PSY 652: Research Methods in Psychology I
The Central Limit Theorem
The population parameter
Building on our candy example, earlier we defined the population parameter of interest as the weight of all 100 candies in the bag. And, since we have the whole population, we simply calculated the population parameter.
Simple random sampling
In the last activity, we discovered that we could do a better job of estimating the population parameter through random sampling than if we employed a biased sampling approach.
What is the sampling distribution?
Now, let’s dig into the concept of a sampling distribution.
The sampling distribution is the distribution of a statistic (like a sample mean, or a sum, or a proportion) calculated from multiple random samples of the same size, taken from the same population.
Simulate random sampling from the population
Let’s create a sampling distribution, we’ll simulate 5000 random samples of size 25.
Create a density plot of the parameter estimates
Replace XXX with the appropriate value.
Our sampling distribution
Some key properties of the sampling distribution
Centered on the Population Parameter: The sampling distribution tends to cluster around the true population parameter. The mean of the parameter estimates across random samples equals the true parameter (provided samples are sufficiently large).
Variability: The spread of the sampling distribution reflects how much the statistic fluctuates around the population value.
Normality (Central Limit Theorem): With a sufficiently large sample size, the sampling distribution is approximately normal, regardless of the population’s shape.
Sample Size Effect: Larger samples reduce variability, making the sample statistic a more accurate estimate of the population parameter.
Let’s explore the Sample Size Effect
To guide our explorations, click Run Code on the code chunk below to create a function that allows us to explore how the sampling distribution changes as we vary the sample size.
Explore!
Use the function to vary the sample size.

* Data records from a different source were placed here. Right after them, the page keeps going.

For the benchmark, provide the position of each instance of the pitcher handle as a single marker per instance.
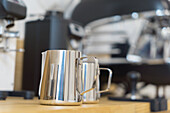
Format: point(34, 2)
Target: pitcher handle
point(94, 82)
point(109, 80)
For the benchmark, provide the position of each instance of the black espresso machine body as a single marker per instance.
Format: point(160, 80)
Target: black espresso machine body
point(88, 11)
point(52, 32)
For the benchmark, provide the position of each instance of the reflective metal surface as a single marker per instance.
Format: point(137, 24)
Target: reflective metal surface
point(61, 81)
point(89, 72)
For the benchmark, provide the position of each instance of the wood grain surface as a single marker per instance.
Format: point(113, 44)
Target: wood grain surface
point(18, 105)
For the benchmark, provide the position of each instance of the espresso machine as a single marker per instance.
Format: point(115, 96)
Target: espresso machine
point(131, 62)
point(10, 11)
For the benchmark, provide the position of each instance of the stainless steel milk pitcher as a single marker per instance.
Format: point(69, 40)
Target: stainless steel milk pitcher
point(62, 81)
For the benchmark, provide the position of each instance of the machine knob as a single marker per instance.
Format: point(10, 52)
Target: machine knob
point(133, 77)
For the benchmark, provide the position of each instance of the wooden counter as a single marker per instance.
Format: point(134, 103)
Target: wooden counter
point(18, 105)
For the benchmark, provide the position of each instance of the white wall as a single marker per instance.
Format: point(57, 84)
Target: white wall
point(7, 60)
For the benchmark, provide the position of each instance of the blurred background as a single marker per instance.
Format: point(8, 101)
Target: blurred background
point(131, 37)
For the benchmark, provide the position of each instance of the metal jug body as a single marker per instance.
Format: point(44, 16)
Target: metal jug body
point(58, 84)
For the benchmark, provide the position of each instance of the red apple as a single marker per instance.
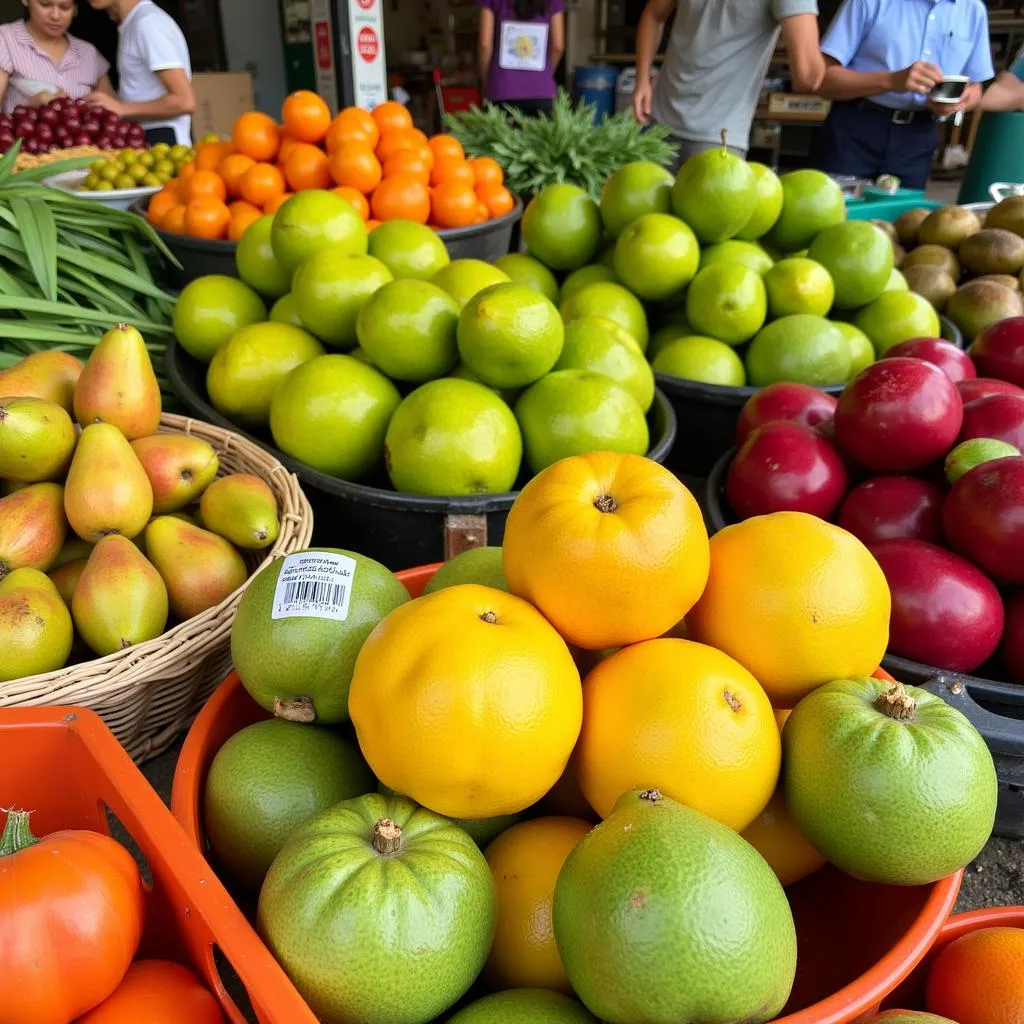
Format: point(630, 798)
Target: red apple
point(799, 402)
point(983, 517)
point(952, 360)
point(785, 467)
point(998, 350)
point(897, 416)
point(945, 611)
point(893, 508)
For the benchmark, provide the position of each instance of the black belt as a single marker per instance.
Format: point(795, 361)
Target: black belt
point(896, 117)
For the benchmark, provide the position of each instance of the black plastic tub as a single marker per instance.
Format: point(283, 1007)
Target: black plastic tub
point(200, 257)
point(995, 709)
point(708, 415)
point(400, 530)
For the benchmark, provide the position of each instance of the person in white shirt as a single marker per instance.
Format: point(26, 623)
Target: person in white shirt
point(155, 71)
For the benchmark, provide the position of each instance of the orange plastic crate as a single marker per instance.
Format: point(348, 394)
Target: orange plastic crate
point(66, 766)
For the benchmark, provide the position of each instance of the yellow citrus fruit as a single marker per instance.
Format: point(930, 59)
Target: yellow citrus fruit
point(682, 718)
point(525, 860)
point(775, 836)
point(468, 701)
point(797, 601)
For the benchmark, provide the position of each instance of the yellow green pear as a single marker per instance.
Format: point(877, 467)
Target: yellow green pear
point(179, 466)
point(37, 438)
point(242, 509)
point(35, 626)
point(120, 599)
point(107, 491)
point(200, 568)
point(32, 528)
point(118, 385)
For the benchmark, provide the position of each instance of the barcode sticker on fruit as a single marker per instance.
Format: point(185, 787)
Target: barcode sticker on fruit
point(314, 585)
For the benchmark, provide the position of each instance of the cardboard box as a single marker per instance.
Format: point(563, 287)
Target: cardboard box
point(220, 97)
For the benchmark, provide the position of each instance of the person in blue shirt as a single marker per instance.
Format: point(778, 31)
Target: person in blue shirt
point(884, 57)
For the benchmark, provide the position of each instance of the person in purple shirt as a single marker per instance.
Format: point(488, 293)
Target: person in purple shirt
point(520, 44)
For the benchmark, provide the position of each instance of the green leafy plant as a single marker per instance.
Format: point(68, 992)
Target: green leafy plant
point(564, 145)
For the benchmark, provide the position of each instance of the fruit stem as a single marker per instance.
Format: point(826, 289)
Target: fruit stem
point(16, 834)
point(897, 704)
point(387, 837)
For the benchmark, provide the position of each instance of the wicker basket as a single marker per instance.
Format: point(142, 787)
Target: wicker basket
point(148, 693)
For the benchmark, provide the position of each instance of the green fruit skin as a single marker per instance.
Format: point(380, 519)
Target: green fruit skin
point(901, 803)
point(523, 1006)
point(269, 779)
point(379, 939)
point(306, 656)
point(573, 412)
point(663, 914)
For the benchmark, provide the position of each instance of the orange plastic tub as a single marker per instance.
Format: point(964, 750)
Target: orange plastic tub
point(65, 766)
point(857, 941)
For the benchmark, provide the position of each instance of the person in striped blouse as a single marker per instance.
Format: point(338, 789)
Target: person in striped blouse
point(40, 60)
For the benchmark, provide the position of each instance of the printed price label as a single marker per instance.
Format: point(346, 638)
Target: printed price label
point(314, 585)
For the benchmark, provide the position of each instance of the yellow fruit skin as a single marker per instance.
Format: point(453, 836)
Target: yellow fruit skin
point(797, 601)
point(682, 718)
point(525, 860)
point(468, 717)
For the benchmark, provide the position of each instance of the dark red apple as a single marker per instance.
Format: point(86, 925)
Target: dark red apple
point(893, 508)
point(998, 350)
point(785, 467)
point(799, 402)
point(952, 360)
point(945, 611)
point(998, 416)
point(897, 416)
point(983, 517)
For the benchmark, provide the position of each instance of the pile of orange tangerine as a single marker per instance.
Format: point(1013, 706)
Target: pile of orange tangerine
point(379, 161)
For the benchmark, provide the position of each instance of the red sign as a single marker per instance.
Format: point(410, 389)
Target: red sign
point(325, 58)
point(368, 44)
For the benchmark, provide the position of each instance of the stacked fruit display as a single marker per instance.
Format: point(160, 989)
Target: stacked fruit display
point(137, 531)
point(475, 731)
point(922, 460)
point(966, 266)
point(494, 378)
point(383, 166)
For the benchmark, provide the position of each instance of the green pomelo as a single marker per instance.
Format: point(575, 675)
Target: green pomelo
point(573, 412)
point(510, 335)
point(301, 662)
point(612, 302)
point(480, 565)
point(768, 207)
point(802, 348)
point(524, 269)
point(734, 251)
point(266, 781)
point(859, 257)
point(616, 915)
point(408, 329)
point(716, 193)
point(799, 286)
point(632, 192)
point(896, 316)
point(331, 288)
point(656, 256)
point(870, 770)
point(562, 227)
point(524, 1006)
point(332, 414)
point(811, 203)
point(727, 302)
point(605, 348)
point(704, 359)
point(378, 888)
point(453, 437)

See what happens as you change the sample size to:
2, 5, 10, 20, 30, 50
A summary of the effect of sample size
What does changing sample size do?
Convergence to Normal Distribution: As the sample size increases, the distribution of the sample estimates will increasingly resemble a normal distribution, even if the underlying population distribution is not normal. This is a direct consequence of the Central Limit Theorem (CLT), which states that with a large enough sample size, the distribution of the sample estimates across many, many random samples approaches normality.
Less Variability in Sample Estimates: With larger sample sizes, the variability (spread) in the estimates of the samples will decrease. This means the density plot of the estimated bag weights will become more concentrated around the true population weight, resulting in a sharper and narrower distribution.
The Central Limit Theorem (CLT)
The Central Limit Theorem (CLT) is a fundamental principle in probability theory and statistics that describes the behavior of sample estimates drawn from a population. It states that:
If you repeatedly take independent random samples of a given size from a population, regardless of the population’s underlying distribution (whether it’s normal, skewed, or something else), the distribution of the sample estimates will approach a normal (Gaussian) distribution as the sample size becomes large.
This holds true even if the original population is not normally distributed, provided the sample size is sufficiently large.
The mean of the sampling distribution of the sample estimates will be equal to the population parameter and the standard deviation of the sampling distribution (often called the standard error) will be the population standard deviation (\(\sigma\)) divided by the square root of the sample size (\(n\)), or:
\[ \text{Standard Error (SE)} = \frac{\sigma}{\sqrt{n}} \]
Why care about the Central Limit Theorem?
The CLT is crucial because it allows statisticians to make inferences about a population based on sample data, even when the population distribution is unknown. It is the theoretical foundation for many statistical methods, including confidence intervals and hypothesis tests, as it justifies the use of the normal distribution for estimating sample means, sample sums, sample proportions — and many other statistics.
The potential danger of small sample sizes
Let’s define an “extreme” sample in our candy example as one that produces a sample statistic that is 50% or more from the true population parameter.
How many samples are extreme given sample size?
The graph below presents the proportion of random samples that are classified as “extreme” as a function of sample size.
Take home message
Very small sample sizes can lead to high variability in the sample estimates, increasing the likelihood of drawing extreme samples that deviate significantly from the true population parameter. As demonstrated in this candy example, when the sample size is small, a large proportion of the samples produce estimates that are 50% or more away from the true population weight. This variability decreases as the sample size increases, but for small sample sizes, the sampling distribution is much wider and can lead to misleading conclusions about the population.
Therefore, using small sample sizes can be risky because they often result in highly inaccurate estimates. Larger sample sizes provide more stable and reliable estimates that are closer to the population parameter, reducing the likelihood of extreme results and enhancing the precision of our inferences about the population.